The Takeaway: The regulatory landscape around fintechs will likely change as regulators put a more watchful eye on the space. We’ve previously discussed how fintechs can navigate these changes and how to best position themselves by owning their compliance.

Alongside this solicitation for research from the OCC, the Consumer Financial Protection Bureau has already invoked its dormant authority to oversee non-bank entities. It appears the regulatory grip on fintechs is tightening and fintechs should be prepared.

Watch our latest webinar about innovating in today’s regulatory landscape with expert input from an innovation and regulatory government officer.

5. The Fed’s system for fintech service access:

The Fed has finalized its tiered system for evaluating if a fintech should have access to its accounts and payments services.

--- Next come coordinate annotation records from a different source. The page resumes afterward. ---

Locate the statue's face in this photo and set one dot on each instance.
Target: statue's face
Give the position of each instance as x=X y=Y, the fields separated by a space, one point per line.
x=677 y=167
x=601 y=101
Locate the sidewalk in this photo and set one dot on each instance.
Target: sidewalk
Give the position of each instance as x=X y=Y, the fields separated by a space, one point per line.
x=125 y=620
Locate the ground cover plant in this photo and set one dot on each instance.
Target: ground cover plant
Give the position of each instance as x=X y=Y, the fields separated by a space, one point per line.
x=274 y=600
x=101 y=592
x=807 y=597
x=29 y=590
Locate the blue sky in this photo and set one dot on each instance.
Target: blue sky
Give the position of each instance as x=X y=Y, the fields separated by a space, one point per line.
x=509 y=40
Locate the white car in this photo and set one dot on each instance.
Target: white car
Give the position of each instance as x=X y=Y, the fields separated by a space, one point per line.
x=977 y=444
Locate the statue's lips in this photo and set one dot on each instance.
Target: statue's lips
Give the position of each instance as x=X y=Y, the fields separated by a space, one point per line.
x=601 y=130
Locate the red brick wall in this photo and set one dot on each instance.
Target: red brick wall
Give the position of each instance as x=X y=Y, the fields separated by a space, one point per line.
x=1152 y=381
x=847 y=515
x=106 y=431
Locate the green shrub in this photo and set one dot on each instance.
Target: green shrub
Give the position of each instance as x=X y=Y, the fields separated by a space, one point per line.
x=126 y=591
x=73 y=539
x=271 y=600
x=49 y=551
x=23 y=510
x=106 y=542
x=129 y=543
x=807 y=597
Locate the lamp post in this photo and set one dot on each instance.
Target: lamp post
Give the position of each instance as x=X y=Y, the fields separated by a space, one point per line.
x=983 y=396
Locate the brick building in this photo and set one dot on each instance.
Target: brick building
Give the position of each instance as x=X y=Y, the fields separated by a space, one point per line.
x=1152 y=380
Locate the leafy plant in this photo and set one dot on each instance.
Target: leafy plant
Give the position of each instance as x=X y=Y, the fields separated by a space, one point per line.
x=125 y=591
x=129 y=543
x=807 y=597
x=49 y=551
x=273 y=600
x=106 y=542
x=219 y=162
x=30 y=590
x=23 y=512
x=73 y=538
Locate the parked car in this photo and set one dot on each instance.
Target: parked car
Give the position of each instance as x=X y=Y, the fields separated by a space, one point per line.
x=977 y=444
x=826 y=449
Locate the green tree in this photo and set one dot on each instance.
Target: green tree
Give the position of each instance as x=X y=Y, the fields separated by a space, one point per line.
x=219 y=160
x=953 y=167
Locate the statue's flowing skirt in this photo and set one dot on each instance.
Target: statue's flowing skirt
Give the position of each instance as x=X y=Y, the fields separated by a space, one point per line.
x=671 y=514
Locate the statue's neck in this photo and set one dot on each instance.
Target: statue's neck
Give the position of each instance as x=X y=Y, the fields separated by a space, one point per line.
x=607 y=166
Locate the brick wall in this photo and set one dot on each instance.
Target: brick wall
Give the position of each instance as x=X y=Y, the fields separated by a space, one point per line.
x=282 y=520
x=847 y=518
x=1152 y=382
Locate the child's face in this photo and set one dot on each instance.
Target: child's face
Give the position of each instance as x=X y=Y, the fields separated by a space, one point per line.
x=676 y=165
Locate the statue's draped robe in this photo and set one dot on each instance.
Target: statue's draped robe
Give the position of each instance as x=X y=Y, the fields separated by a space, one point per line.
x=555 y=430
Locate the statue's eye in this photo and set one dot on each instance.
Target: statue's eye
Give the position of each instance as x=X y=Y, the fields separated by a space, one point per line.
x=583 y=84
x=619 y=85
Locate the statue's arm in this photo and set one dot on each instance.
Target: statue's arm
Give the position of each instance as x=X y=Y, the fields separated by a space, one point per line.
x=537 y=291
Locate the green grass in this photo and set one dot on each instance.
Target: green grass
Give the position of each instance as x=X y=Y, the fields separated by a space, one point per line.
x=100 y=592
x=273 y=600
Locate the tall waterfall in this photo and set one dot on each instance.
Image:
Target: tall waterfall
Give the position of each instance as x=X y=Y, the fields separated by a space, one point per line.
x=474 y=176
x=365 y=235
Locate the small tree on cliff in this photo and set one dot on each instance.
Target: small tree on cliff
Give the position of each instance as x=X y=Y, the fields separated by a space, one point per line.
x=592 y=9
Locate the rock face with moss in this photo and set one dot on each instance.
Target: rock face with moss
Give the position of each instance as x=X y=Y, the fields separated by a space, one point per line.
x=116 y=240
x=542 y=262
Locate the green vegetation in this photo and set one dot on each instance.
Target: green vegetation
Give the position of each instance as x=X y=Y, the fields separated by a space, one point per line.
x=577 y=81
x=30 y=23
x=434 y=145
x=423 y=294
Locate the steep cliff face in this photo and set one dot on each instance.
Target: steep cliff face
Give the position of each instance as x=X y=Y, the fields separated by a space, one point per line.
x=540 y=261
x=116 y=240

These payment and accounts services were previously offered to banks to allow for quick routing and storing of money, but as the fintech sector grew, non-banks also wanted access to those services. Earlier this year, the process by which fintechs would be granted access to these services was deemed ambiguous and unclear by some.

Now, this new tiered system aims to make the process much more transparent. However, perhaps unsurprisingly, the system would mean that fintechs in emerging industries like crypto would have a prolonged and more intensive vetting process.

The Takeaway: Account opening and money movement is the basis of fintech embedded financial services. While the Fed is working on new ways to facilitate money movement like FedNow, it may also become increasingly more complicated for fintechs to access and provide essential financial services themselves.

Fintechs should keep an ear to the ground as new regulations continue to transform and invest in a direct relationship with banks that can assist them in navigating these new ways of innovation.